Ockhi delivered moderate to heavy rainfall on the last day of its active life with Dahanu, to the south of Mumbai, receiving the heaviest at 11 cm during the 24 hours ending in the morning. Mumbai-Colaba recorded 8 cm.

Seen weakening

A number of places over Konkan & Goa, Coastal Karnataka, East Gujarat, West Madhya Pradesh, East Rajasthan, Saurashtra & Kutch, Madhya Maharashtra and Lakshadweep too recorded various amounts of rainfall.

Meanwhile, the Andaman& Nicobar Islands have witnessed heavy rainfall over the past couple of days as a prevailing well-marked low-pressure area over South-East Bay of Bengal intensified into a depression.

An India Met Department (IMD) update located the system to 1,120 km south-east of Machilipatnam (Andhra Pradesh) and 1,200 km south-south-east of Gopalpur (Odisha) on Wednesday afternoon.

It is forecast to move north-west and intensify into a deep depression (near-cyclone) and reach the Andhra Pradesh coast by Friday evening. But the IMD suspected a possibility for slight weakening when it reaches near the coast.

Badly exposed

Evening satellite pictures showed better consolidation of the system compared with the morning, when it lay badly exposed to disruptive winds from a prevailing western disturbance that had earlier accounted for Ockhi.

Flanks to the west, north and north-east were being targeted by the marauding westerly winds from the invader disturbance.

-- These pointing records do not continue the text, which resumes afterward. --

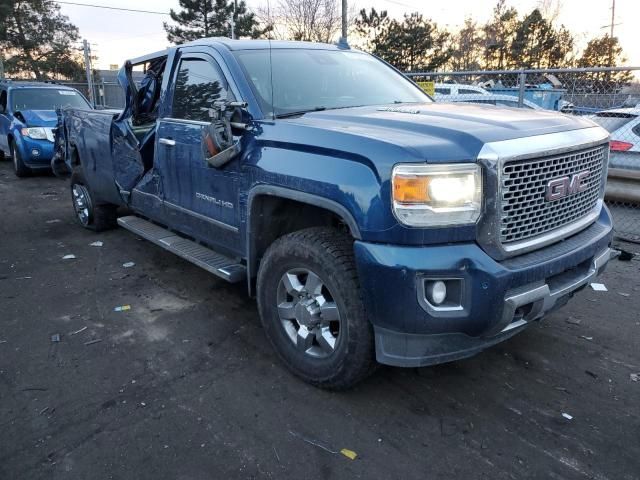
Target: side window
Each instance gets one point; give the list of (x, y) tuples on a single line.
[(198, 84), (3, 101)]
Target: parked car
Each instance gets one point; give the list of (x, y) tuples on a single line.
[(443, 90), (624, 126), (370, 222), (493, 99), (27, 119)]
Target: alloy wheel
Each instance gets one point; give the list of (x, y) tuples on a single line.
[(308, 312)]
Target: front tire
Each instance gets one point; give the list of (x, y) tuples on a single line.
[(311, 309), (19, 167), (91, 215)]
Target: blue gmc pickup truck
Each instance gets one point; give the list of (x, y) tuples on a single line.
[(371, 223)]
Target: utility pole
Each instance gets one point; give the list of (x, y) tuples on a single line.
[(87, 66), (344, 22), (613, 19)]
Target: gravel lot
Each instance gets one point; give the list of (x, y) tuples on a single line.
[(185, 386)]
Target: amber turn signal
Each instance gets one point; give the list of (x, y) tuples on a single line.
[(410, 189)]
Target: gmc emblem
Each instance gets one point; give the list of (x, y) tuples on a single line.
[(565, 186)]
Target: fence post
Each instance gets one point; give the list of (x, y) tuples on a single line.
[(522, 80)]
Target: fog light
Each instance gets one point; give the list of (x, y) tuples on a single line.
[(436, 292)]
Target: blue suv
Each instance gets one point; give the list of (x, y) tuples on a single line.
[(27, 120)]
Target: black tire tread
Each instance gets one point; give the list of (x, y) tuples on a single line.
[(21, 170), (105, 215)]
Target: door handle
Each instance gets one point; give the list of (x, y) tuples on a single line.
[(167, 141)]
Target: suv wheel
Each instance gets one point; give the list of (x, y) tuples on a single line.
[(311, 309), (20, 169), (96, 217)]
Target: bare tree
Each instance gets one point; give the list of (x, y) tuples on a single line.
[(308, 20)]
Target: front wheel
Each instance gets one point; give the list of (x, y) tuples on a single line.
[(311, 309), (19, 167), (93, 216)]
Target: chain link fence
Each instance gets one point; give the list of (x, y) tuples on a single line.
[(608, 96)]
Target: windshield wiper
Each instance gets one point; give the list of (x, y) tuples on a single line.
[(299, 113)]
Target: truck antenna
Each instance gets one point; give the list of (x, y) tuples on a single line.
[(270, 26)]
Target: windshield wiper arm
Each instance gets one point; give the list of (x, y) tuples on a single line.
[(301, 112)]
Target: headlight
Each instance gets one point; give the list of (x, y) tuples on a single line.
[(432, 195), (37, 133)]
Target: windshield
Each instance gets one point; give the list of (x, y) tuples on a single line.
[(612, 121), (46, 99), (306, 80)]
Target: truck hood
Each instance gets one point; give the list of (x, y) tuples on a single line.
[(38, 118), (436, 132)]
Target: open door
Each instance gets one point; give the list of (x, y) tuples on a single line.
[(133, 131)]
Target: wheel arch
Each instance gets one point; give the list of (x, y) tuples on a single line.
[(311, 210)]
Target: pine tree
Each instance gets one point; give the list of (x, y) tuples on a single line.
[(210, 18), (604, 51), (38, 40)]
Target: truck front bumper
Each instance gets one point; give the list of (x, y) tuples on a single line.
[(496, 299)]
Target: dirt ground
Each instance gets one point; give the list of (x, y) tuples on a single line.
[(184, 385)]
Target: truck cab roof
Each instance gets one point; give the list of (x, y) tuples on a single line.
[(26, 84)]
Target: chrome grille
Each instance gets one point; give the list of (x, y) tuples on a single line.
[(524, 211)]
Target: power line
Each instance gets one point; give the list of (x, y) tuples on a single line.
[(112, 8)]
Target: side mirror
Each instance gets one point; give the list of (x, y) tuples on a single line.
[(219, 146)]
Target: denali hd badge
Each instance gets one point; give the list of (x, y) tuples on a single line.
[(565, 186)]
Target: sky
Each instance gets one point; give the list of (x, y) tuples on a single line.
[(116, 36)]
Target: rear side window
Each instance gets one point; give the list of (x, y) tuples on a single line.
[(198, 85), (613, 121)]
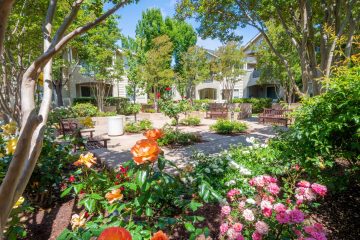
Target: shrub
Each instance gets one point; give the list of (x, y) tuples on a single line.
[(189, 121), (137, 127), (85, 110), (224, 126), (258, 104), (176, 137)]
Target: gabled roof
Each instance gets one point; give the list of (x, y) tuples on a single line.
[(252, 41)]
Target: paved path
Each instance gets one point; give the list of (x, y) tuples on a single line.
[(119, 147)]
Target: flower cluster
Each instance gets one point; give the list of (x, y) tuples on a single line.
[(147, 150), (266, 214), (306, 191)]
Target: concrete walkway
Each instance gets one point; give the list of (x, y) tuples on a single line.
[(118, 150)]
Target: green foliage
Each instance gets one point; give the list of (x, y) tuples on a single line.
[(190, 121), (84, 110), (224, 126), (137, 127), (258, 104), (228, 66), (176, 137), (195, 69)]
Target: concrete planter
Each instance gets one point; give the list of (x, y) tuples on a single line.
[(116, 125)]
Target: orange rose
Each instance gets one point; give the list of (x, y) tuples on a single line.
[(115, 233), (154, 134), (114, 195), (160, 235), (145, 150)]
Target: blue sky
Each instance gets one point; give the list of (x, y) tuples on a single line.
[(131, 14)]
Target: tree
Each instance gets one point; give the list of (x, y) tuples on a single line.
[(195, 69), (97, 55), (33, 120), (157, 70), (153, 25), (310, 26), (270, 67), (228, 67)]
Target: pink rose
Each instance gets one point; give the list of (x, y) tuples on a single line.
[(279, 207), (319, 189), (223, 228), (248, 215), (303, 183), (273, 188), (296, 216), (283, 217), (261, 227), (225, 210), (267, 212), (265, 204), (237, 227), (256, 236)]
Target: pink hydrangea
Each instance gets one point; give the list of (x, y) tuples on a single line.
[(319, 189), (223, 228), (267, 212), (273, 188), (256, 236), (241, 205), (248, 215), (269, 179), (265, 204), (238, 227), (296, 216), (261, 227), (303, 193), (279, 207), (233, 192), (225, 210), (304, 184), (283, 217)]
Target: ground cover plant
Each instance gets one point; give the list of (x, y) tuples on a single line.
[(224, 126), (138, 196)]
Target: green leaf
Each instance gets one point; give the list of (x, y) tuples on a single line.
[(141, 177), (189, 227), (66, 192), (194, 205), (149, 212), (90, 204)]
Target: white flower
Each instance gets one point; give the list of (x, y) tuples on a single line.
[(230, 183), (245, 171), (250, 201), (250, 139)]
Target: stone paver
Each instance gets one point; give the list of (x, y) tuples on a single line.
[(119, 147)]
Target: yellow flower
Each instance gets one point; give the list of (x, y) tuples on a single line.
[(9, 129), (77, 221), (19, 202), (11, 146), (114, 195), (87, 159), (87, 122)]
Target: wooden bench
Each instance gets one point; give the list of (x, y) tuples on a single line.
[(217, 110), (69, 127), (275, 116)]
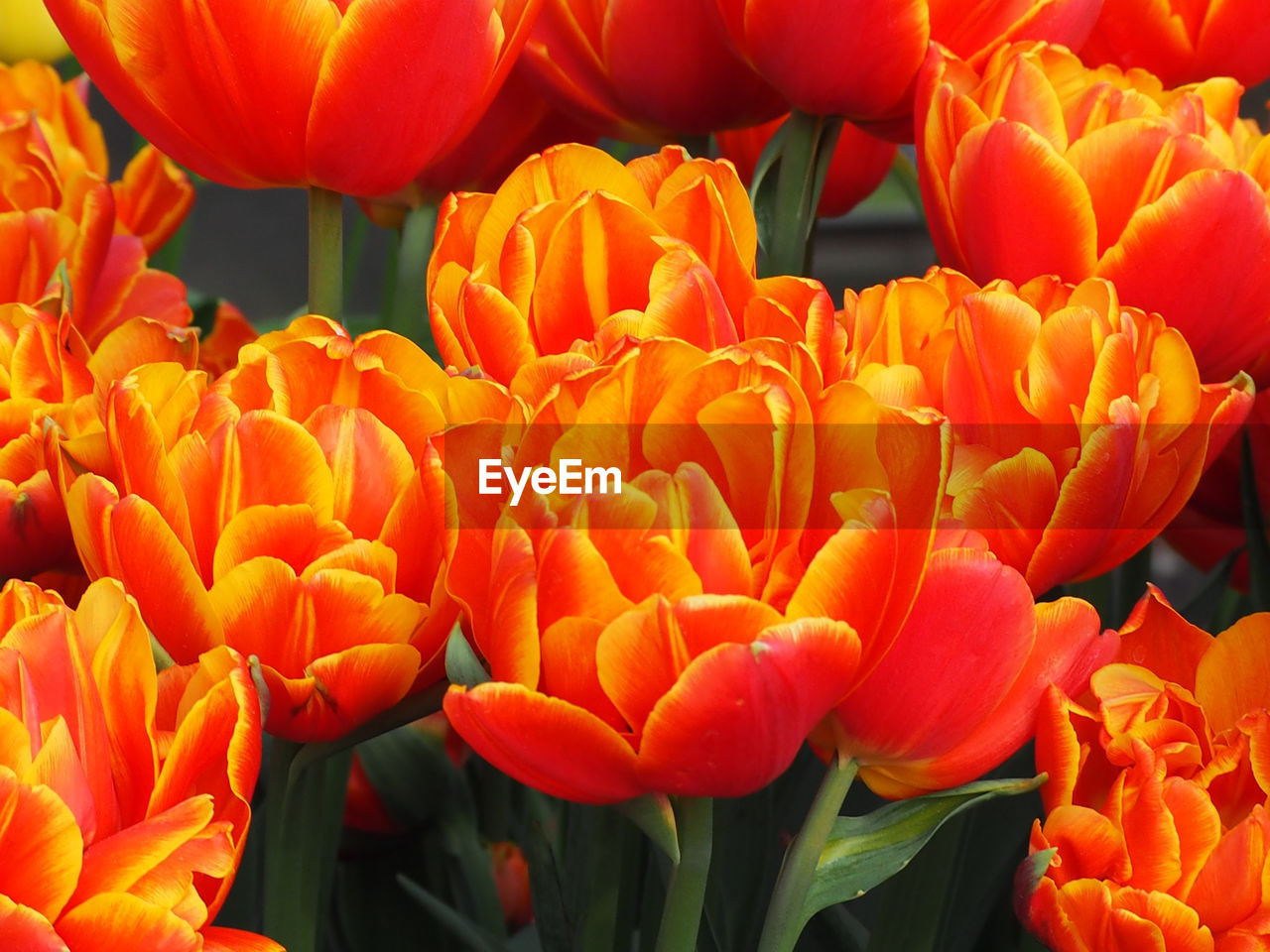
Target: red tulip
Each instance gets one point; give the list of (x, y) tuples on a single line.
[(354, 96), (126, 794), (1038, 166)]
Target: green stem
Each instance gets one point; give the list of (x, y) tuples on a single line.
[(686, 892), (326, 253), (808, 148), (785, 916), (409, 313), (304, 812)]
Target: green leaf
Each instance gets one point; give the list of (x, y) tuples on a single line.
[(652, 812), (866, 851), (466, 932), (413, 775), (462, 666)]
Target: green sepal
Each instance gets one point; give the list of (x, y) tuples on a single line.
[(462, 666), (866, 851), (652, 812)]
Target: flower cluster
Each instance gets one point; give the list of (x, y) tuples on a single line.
[(1156, 830)]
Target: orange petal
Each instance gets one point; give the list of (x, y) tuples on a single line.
[(714, 734), (1020, 208), (548, 744)]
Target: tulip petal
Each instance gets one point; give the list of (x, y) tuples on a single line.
[(42, 847), (371, 70), (1021, 209), (714, 733), (113, 920), (1223, 213), (1233, 676), (545, 743)]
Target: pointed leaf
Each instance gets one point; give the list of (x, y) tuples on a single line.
[(866, 851)]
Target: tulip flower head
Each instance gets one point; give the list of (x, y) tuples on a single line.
[(126, 793), (1156, 823), (858, 59), (644, 70), (1038, 166), (638, 643), (1183, 42), (354, 96), (326, 569), (575, 253), (1080, 425)]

The system presented itself as an elongated mass (rather than circular) of convective clouds. The convection (process of cloud formation) to its East and North were being sheared off, unsettling its structure. But it had managed to mass up better clouding around post-noon. Sea-surface temperatures (28-29 deg Celsius) and some ‘window effect’ to the top are seen helping it to retain some structural discipline.

Squally weather

Overall, prospects of marginal environment and limited development constrained the system, especially the moderate to high vertical wind shear at of 37 km/hr to 55 km/hr (up to 15 km/hr is tolerable).

Vertical wind shear refers to the change in speed and direction of winds with height. High shear values chop the head of the storm tower that rises 10- to 12 km in the case of a full-fledged cyclone.

A warning with respect to squally winds and rough seas are currently valid for the Andaman & Nicobar Islands while fishermen from both the islands and the Tamil Nadu coast on the mainland have been advised caution over the next couple of days.